NEW YORK (AP) _ Threatened with banishment to the outskirts of the city, strip clubs and adult bookstores celebrated Friday after a federal judge temporarily suspended an ordinance that would have forced most of them to move to desolate industrial areas.

``I got the news this morning and it’s good,″ said the manager of Manhattan’s Baby Doll Lounge who declined to give his name. ``Everybody’s thinking First Amendment.″

The ruling by U.S. District Judge Miriam Goldman Cedarbaum restrained the city from enforcing a law that was passed more than two years ago but had been tied up in state courts until earlier this week when a state appeals court found it constitutional.

Cedarbaum’s restraining order will remain in effect until a hearing can be held next week in federal court.

New York City has long been known for its proliferation of peep shows and strip joints that have beckoned from all corners of New York City, but primarily in spots where large numbers of tourists frequent like Times Square.

But Times Square has undergone a makeover in recent years with the arrival of theme restaurants and theater owners seeking to reel in families and tourists.

With that change has come a push to rid some parts of town of seedier elements.

In 1995, the City Council passed an ordinance prohibiting sex businesses from 500 feet of each other or near schools or houses of worship, banishing shops with X-rated movies, books and strip shows to industrial districts.

The ordinance could force as many as 150 of the 177 to move. Mayor Rudolph Giuliani planned to unleash 20 inspectors within days to begin issuing removal orders.

A spokeswoman for the mayor, who is a big supporter of the ordinance, predicted victory in the end.

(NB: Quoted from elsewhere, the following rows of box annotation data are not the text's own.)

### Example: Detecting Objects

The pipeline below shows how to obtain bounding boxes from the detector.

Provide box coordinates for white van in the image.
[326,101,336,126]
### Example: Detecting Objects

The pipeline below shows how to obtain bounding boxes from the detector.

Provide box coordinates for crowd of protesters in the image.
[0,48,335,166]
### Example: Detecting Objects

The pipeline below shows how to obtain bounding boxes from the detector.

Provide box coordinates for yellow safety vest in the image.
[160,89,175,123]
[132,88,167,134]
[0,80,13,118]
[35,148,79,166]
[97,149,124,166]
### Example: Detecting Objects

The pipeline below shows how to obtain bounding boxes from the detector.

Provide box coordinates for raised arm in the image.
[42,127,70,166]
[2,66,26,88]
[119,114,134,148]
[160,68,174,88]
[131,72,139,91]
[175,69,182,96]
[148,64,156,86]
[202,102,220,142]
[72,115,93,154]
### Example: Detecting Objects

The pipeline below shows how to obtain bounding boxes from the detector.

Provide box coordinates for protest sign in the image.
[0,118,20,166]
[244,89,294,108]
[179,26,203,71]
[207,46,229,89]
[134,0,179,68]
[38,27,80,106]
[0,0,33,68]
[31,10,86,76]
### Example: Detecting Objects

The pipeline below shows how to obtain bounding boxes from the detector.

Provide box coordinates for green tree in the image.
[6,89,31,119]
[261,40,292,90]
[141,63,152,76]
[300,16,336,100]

``We are confident that Judge Cedarbaum is acting only out of an excess of caution,″ spokeswoman Colleen Roche said.

But Herald Fahringer, a lawyer for 107 of the businesses, said previous U.S. Supreme Court rulings clearly favored sex shops in cases where they were forced to move to less desirable areas.

He also complained about the areas where the stores are being asked to move to.

``There isn’t a theater there, not a bookstore,″ Fahringer said. ``It’s just wasteland areas they say you can go to. It’s appalling.″

The neighborhoods are home to a city Department of Sanitation office, a vehicle pound, the Cyclone roller coaster at Coney Island, marshes, oil tank fields, rubble piles and junkyards.

Still, many prefer them there.

Yehuda Braun, 53, a real estate investor who lives across the street from the Baby Doll Lounge, pointed to the Civic Center Synagogue and its adjoining Hebrew school as being just 100 feet from the lounge.

``I’m embarrassed to walk past it,″ Braun said of the lounge, which is a short walk from City Hall.